Boosting with Decision Stumps
Here we will work with the Spambase dataset from HW02, testing your implementations using Fold 1 as described in HW02. You can work with the preconditioned or non- preconditioned data; it should make little difference when boosting via decision stumps. (Consider why this is so...)
- "Optimal" Decision Stumps: Run your implementation of boosting with "optimal" decision stumps on the training data. After each round, you should compute (1) the local "round" error for the decision stump returned, (2) the current training error for the weighted linear combination predictor at this round, (3) the current testing error for the weighted linear combination predictor at this round, and (4) the current test AUC for the weighted linear combination predictor at this round.

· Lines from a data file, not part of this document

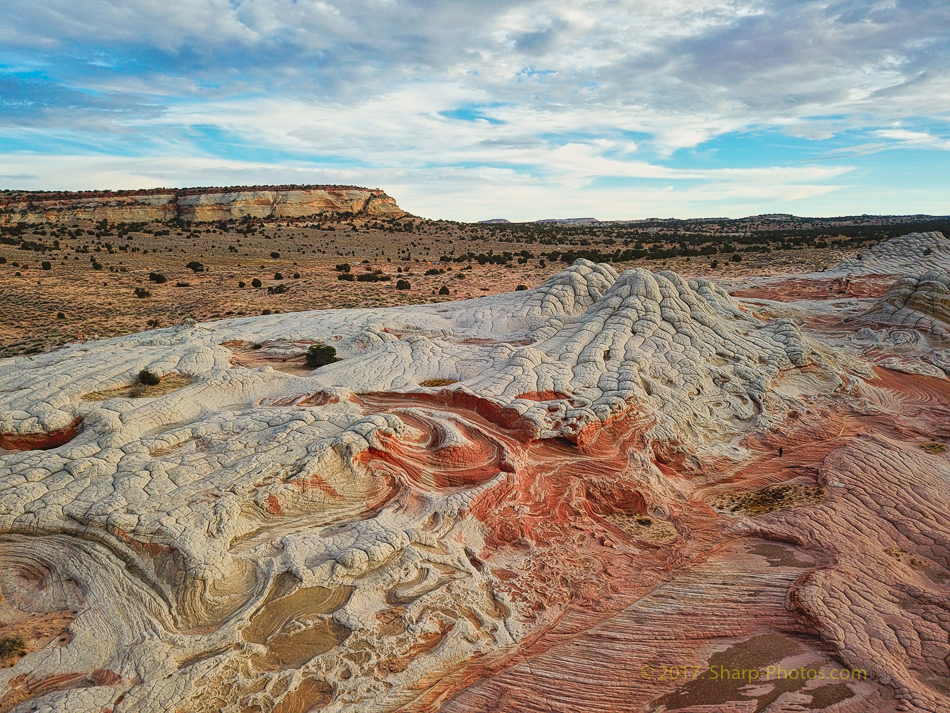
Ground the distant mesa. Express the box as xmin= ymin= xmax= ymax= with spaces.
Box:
xmin=478 ymin=218 xmax=600 ymax=225
xmin=535 ymin=218 xmax=600 ymax=225
xmin=0 ymin=185 xmax=408 ymax=225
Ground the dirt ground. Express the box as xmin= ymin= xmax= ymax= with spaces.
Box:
xmin=0 ymin=220 xmax=858 ymax=356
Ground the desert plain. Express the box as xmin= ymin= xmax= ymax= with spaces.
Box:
xmin=0 ymin=189 xmax=950 ymax=713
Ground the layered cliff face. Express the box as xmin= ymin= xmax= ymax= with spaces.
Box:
xmin=0 ymin=235 xmax=950 ymax=713
xmin=0 ymin=186 xmax=406 ymax=225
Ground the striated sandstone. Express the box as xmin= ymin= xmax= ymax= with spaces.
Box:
xmin=0 ymin=186 xmax=407 ymax=225
xmin=0 ymin=238 xmax=950 ymax=713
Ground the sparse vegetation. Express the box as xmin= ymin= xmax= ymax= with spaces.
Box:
xmin=419 ymin=379 xmax=458 ymax=389
xmin=138 ymin=369 xmax=162 ymax=386
xmin=0 ymin=636 xmax=26 ymax=659
xmin=306 ymin=344 xmax=340 ymax=369
xmin=709 ymin=483 xmax=827 ymax=515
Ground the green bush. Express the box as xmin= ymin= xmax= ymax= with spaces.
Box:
xmin=307 ymin=344 xmax=340 ymax=369
xmin=138 ymin=369 xmax=162 ymax=386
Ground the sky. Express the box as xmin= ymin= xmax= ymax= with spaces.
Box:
xmin=0 ymin=0 xmax=950 ymax=221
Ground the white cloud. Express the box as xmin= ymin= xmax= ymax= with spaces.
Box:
xmin=0 ymin=0 xmax=950 ymax=217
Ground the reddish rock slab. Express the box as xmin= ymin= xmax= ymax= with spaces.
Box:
xmin=0 ymin=418 xmax=82 ymax=451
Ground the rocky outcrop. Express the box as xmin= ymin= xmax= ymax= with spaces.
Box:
xmin=0 ymin=186 xmax=406 ymax=225
xmin=857 ymin=270 xmax=950 ymax=340
xmin=823 ymin=232 xmax=950 ymax=276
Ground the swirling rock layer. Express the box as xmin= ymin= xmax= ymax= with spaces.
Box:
xmin=0 ymin=239 xmax=950 ymax=713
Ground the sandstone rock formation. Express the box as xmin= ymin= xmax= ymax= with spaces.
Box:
xmin=0 ymin=236 xmax=950 ymax=713
xmin=0 ymin=186 xmax=406 ymax=225
xmin=860 ymin=270 xmax=950 ymax=340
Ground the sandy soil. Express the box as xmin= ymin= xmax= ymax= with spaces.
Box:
xmin=0 ymin=221 xmax=857 ymax=357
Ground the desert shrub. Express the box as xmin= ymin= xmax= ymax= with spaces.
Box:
xmin=307 ymin=344 xmax=340 ymax=369
xmin=0 ymin=636 xmax=26 ymax=659
xmin=138 ymin=369 xmax=162 ymax=386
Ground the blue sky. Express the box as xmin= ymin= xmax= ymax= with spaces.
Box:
xmin=0 ymin=0 xmax=950 ymax=220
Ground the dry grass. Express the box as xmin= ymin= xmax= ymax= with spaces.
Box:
xmin=0 ymin=213 xmax=872 ymax=357
xmin=82 ymin=374 xmax=194 ymax=401
xmin=605 ymin=514 xmax=677 ymax=543
xmin=709 ymin=484 xmax=828 ymax=515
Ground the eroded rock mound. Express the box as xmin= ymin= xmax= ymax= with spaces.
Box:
xmin=833 ymin=232 xmax=950 ymax=275
xmin=860 ymin=270 xmax=950 ymax=340
xmin=0 ymin=260 xmax=950 ymax=713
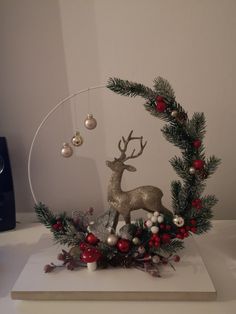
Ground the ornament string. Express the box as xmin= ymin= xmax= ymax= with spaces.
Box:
xmin=27 ymin=85 xmax=106 ymax=204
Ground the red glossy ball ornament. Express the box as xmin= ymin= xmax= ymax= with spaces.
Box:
xmin=161 ymin=233 xmax=171 ymax=243
xmin=85 ymin=233 xmax=98 ymax=245
xmin=116 ymin=239 xmax=130 ymax=253
xmin=193 ymin=140 xmax=202 ymax=149
xmin=156 ymin=101 xmax=166 ymax=112
xmin=193 ymin=159 xmax=204 ymax=170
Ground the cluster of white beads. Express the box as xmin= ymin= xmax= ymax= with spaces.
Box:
xmin=146 ymin=211 xmax=164 ymax=233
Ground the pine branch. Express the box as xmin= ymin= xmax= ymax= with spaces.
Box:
xmin=170 ymin=156 xmax=189 ymax=179
xmin=107 ymin=77 xmax=155 ymax=99
xmin=34 ymin=203 xmax=56 ymax=228
xmin=187 ymin=112 xmax=206 ymax=140
xmin=154 ymin=76 xmax=175 ymax=102
xmin=204 ymin=155 xmax=221 ymax=177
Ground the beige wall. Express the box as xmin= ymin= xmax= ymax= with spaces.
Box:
xmin=0 ymin=0 xmax=236 ymax=219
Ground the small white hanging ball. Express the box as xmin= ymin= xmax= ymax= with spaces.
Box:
xmin=132 ymin=237 xmax=140 ymax=245
xmin=171 ymin=110 xmax=178 ymax=118
xmin=157 ymin=215 xmax=164 ymax=224
xmin=151 ymin=216 xmax=158 ymax=223
xmin=84 ymin=113 xmax=97 ymax=130
xmin=152 ymin=255 xmax=160 ymax=264
xmin=61 ymin=143 xmax=73 ymax=158
xmin=173 ymin=215 xmax=184 ymax=227
xmin=146 ymin=220 xmax=152 ymax=228
xmin=151 ymin=226 xmax=159 ymax=233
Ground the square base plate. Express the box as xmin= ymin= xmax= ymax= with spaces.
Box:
xmin=11 ymin=235 xmax=216 ymax=301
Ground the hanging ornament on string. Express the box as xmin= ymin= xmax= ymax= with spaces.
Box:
xmin=84 ymin=113 xmax=97 ymax=130
xmin=61 ymin=143 xmax=73 ymax=158
xmin=71 ymin=131 xmax=84 ymax=147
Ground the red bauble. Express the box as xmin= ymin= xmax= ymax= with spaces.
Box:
xmin=156 ymin=96 xmax=164 ymax=102
xmin=79 ymin=242 xmax=88 ymax=251
xmin=85 ymin=233 xmax=98 ymax=245
xmin=156 ymin=101 xmax=166 ymax=112
xmin=161 ymin=233 xmax=171 ymax=243
xmin=80 ymin=248 xmax=101 ymax=263
xmin=193 ymin=140 xmax=202 ymax=149
xmin=116 ymin=239 xmax=130 ymax=253
xmin=193 ymin=159 xmax=204 ymax=170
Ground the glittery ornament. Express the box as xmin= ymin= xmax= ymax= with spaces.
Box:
xmin=71 ymin=132 xmax=83 ymax=147
xmin=84 ymin=113 xmax=97 ymax=130
xmin=173 ymin=215 xmax=184 ymax=227
xmin=157 ymin=216 xmax=164 ymax=223
xmin=151 ymin=226 xmax=159 ymax=233
xmin=132 ymin=237 xmax=140 ymax=245
xmin=61 ymin=143 xmax=73 ymax=158
xmin=107 ymin=234 xmax=118 ymax=246
xmin=171 ymin=110 xmax=178 ymax=118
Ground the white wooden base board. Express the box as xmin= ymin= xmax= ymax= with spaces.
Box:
xmin=11 ymin=235 xmax=216 ymax=301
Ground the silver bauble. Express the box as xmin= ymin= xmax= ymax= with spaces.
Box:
xmin=107 ymin=234 xmax=118 ymax=246
xmin=171 ymin=110 xmax=178 ymax=118
xmin=84 ymin=113 xmax=97 ymax=130
xmin=173 ymin=215 xmax=184 ymax=227
xmin=138 ymin=245 xmax=146 ymax=254
xmin=132 ymin=237 xmax=140 ymax=245
xmin=61 ymin=143 xmax=73 ymax=158
xmin=71 ymin=132 xmax=83 ymax=147
xmin=189 ymin=167 xmax=196 ymax=174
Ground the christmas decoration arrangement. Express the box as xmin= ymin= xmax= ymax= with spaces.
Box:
xmin=35 ymin=77 xmax=220 ymax=277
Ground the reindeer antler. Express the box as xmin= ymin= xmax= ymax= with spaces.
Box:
xmin=116 ymin=130 xmax=147 ymax=162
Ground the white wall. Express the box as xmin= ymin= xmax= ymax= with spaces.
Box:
xmin=0 ymin=0 xmax=236 ymax=219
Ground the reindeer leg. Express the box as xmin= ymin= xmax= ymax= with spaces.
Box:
xmin=112 ymin=211 xmax=120 ymax=231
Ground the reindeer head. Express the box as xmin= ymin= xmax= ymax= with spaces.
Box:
xmin=106 ymin=130 xmax=147 ymax=172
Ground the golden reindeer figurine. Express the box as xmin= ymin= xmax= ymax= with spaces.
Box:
xmin=106 ymin=131 xmax=172 ymax=228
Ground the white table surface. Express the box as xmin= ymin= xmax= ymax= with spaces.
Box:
xmin=0 ymin=220 xmax=236 ymax=314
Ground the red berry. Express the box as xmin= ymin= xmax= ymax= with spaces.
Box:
xmin=85 ymin=233 xmax=98 ymax=245
xmin=173 ymin=255 xmax=180 ymax=263
xmin=79 ymin=242 xmax=88 ymax=251
xmin=193 ymin=140 xmax=202 ymax=149
xmin=193 ymin=159 xmax=204 ymax=170
xmin=156 ymin=101 xmax=166 ymax=112
xmin=148 ymin=240 xmax=154 ymax=247
xmin=190 ymin=219 xmax=197 ymax=226
xmin=116 ymin=239 xmax=130 ymax=253
xmin=190 ymin=227 xmax=197 ymax=233
xmin=161 ymin=233 xmax=171 ymax=243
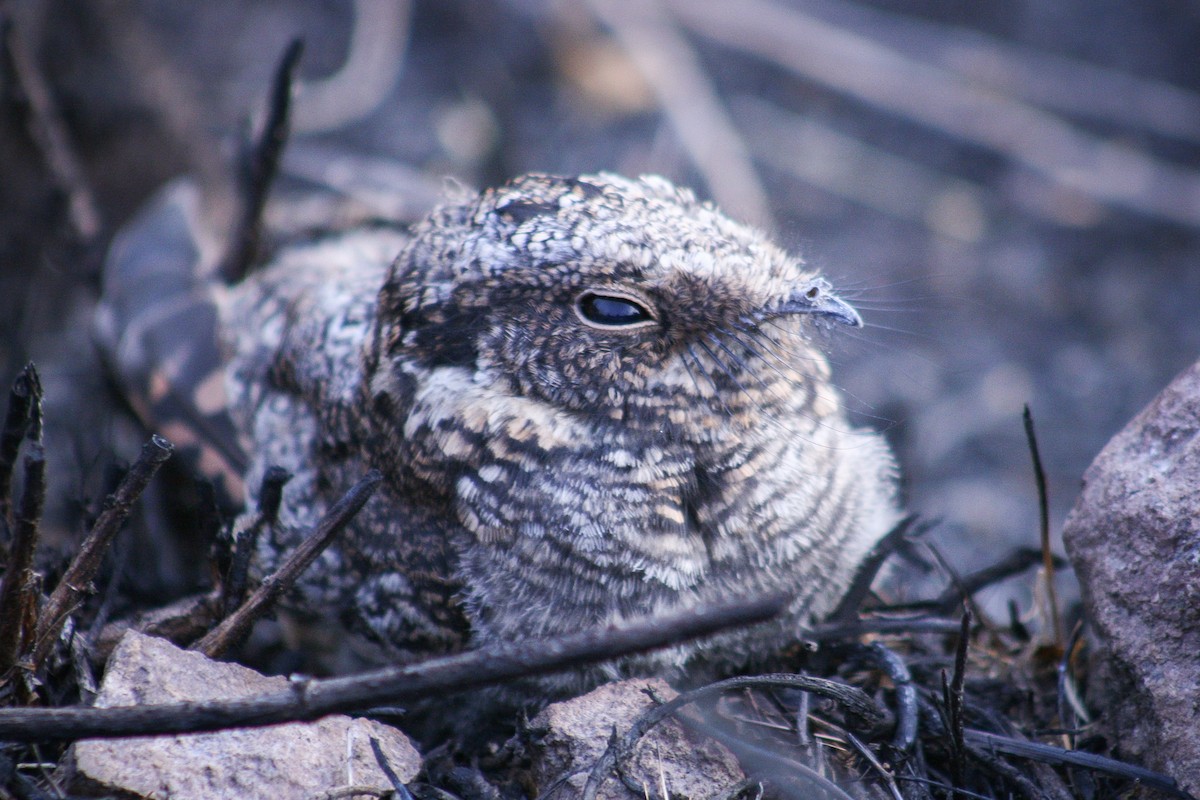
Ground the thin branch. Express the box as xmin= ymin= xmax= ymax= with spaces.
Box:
xmin=190 ymin=469 xmax=383 ymax=658
xmin=587 ymin=0 xmax=774 ymax=230
xmin=866 ymin=642 xmax=919 ymax=752
xmin=0 ymin=441 xmax=46 ymax=675
xmin=826 ymin=513 xmax=917 ymax=622
xmin=221 ymin=38 xmax=304 ymax=283
xmin=292 ymin=0 xmax=413 ymax=133
xmin=0 ymin=596 xmax=787 ymax=741
xmin=804 ymin=616 xmax=960 ymax=643
xmin=31 ymin=434 xmax=174 ymax=668
xmin=888 ymin=547 xmax=1064 ymax=614
xmin=0 ymin=362 xmax=42 ymax=539
xmin=221 ymin=467 xmax=292 ymax=616
xmin=964 ymin=729 xmax=1196 ymax=800
xmin=1021 ymin=404 xmax=1063 ymax=650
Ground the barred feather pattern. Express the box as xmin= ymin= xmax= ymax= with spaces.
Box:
xmin=204 ymin=174 xmax=900 ymax=672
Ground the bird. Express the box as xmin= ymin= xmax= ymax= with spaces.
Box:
xmin=97 ymin=173 xmax=901 ymax=690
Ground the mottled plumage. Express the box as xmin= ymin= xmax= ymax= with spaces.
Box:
xmin=106 ymin=174 xmax=899 ymax=686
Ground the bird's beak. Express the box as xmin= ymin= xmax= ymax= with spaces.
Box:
xmin=774 ymin=279 xmax=863 ymax=327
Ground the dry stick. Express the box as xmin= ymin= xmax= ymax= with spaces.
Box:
xmin=31 ymin=434 xmax=174 ymax=669
xmin=804 ymin=616 xmax=961 ymax=643
xmin=0 ymin=19 xmax=101 ymax=242
xmin=0 ymin=596 xmax=782 ymax=741
xmin=220 ymin=467 xmax=292 ymax=616
xmin=588 ymin=0 xmax=774 ymax=229
xmin=0 ymin=441 xmax=46 ymax=674
xmin=221 ymin=38 xmax=304 ymax=283
xmin=0 ymin=362 xmax=42 ymax=533
xmin=190 ymin=469 xmax=383 ymax=658
xmin=1021 ymin=404 xmax=1062 ymax=650
xmin=866 ymin=642 xmax=920 ymax=752
xmin=964 ymin=729 xmax=1196 ymax=800
xmin=585 ymin=673 xmax=887 ymax=800
xmin=887 ymin=547 xmax=1064 ymax=614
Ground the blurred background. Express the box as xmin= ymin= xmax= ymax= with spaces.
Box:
xmin=0 ymin=0 xmax=1200 ymax=603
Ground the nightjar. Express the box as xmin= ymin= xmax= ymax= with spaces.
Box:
xmin=100 ymin=174 xmax=900 ymax=669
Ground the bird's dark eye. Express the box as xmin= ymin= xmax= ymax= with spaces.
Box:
xmin=575 ymin=291 xmax=654 ymax=327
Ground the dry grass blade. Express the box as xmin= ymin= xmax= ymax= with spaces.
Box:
xmin=0 ymin=441 xmax=46 ymax=675
xmin=1022 ymin=405 xmax=1063 ymax=651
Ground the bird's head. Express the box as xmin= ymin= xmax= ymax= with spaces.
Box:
xmin=376 ymin=174 xmax=862 ymax=441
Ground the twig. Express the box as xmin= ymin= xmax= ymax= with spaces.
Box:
xmin=31 ymin=434 xmax=174 ymax=669
xmin=371 ymin=736 xmax=413 ymax=800
xmin=0 ymin=14 xmax=101 ymax=243
xmin=888 ymin=547 xmax=1064 ymax=614
xmin=804 ymin=616 xmax=960 ymax=642
xmin=221 ymin=38 xmax=304 ymax=283
xmin=0 ymin=596 xmax=787 ymax=741
xmin=866 ymin=642 xmax=919 ymax=752
xmin=1021 ymin=404 xmax=1063 ymax=650
xmin=846 ymin=730 xmax=904 ymax=800
xmin=0 ymin=441 xmax=46 ymax=675
xmin=964 ymin=729 xmax=1196 ymax=800
xmin=221 ymin=467 xmax=292 ymax=616
xmin=826 ymin=513 xmax=917 ymax=622
xmin=580 ymin=673 xmax=887 ymax=800
xmin=0 ymin=362 xmax=42 ymax=543
xmin=942 ymin=606 xmax=971 ymax=789
xmin=587 ymin=0 xmax=774 ymax=229
xmin=190 ymin=469 xmax=383 ymax=658
xmin=1056 ymin=620 xmax=1084 ymax=750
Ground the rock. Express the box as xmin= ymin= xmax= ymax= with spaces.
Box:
xmin=529 ymin=679 xmax=745 ymax=800
xmin=1063 ymin=362 xmax=1200 ymax=794
xmin=72 ymin=632 xmax=421 ymax=800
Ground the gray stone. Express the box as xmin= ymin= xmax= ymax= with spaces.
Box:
xmin=530 ymin=679 xmax=745 ymax=800
xmin=73 ymin=632 xmax=420 ymax=800
xmin=1063 ymin=363 xmax=1200 ymax=794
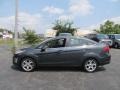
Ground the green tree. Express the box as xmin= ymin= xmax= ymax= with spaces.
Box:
xmin=95 ymin=20 xmax=120 ymax=34
xmin=53 ymin=20 xmax=76 ymax=36
xmin=23 ymin=28 xmax=40 ymax=45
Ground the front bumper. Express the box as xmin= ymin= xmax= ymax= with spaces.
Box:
xmin=13 ymin=55 xmax=21 ymax=66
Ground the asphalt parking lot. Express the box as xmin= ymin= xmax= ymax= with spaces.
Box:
xmin=0 ymin=46 xmax=120 ymax=90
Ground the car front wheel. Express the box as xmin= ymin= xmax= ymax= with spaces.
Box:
xmin=84 ymin=58 xmax=97 ymax=73
xmin=114 ymin=43 xmax=119 ymax=48
xmin=21 ymin=58 xmax=36 ymax=72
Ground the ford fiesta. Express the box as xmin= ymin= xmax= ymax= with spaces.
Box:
xmin=13 ymin=36 xmax=111 ymax=72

  - Create three plots: One for the local "round" error (which should go up as rounds increase), one for the training and test error (which should both go down as rounds increase), and one for the test AUC (which should go up as the rounds increase). You should boost until you see "convergence" in test error or AUC.
  - For the final weighted linear combination that is produced, create an ROC curve on the test data and compare your results to those you obtained in previous assignments.
  You should think carefully about how you can efficiently generate the required results above. For example, I would suggest keeping a running weighted linear prediction value (before thresholding at zero) for each training and testing instance: when each new round predictor is created, you can simply update your running weighted linear prediction value and then easily compute training and testing error rates (by thresholding these values at zero), as well as testing AUCs (by ranking the instances by these values).
- "Randomly Chosen" Decision Stumps: Repeat the procedure above for "randomly chosen" decision stumps. Note that you will almost certaily have to boost for more rounds to "converge".
Prepare a Report
You should prepare a report describing your results above. You should also submit your code. You may hand in your report on paper or via e-mail, and you should submit your code via e-mail.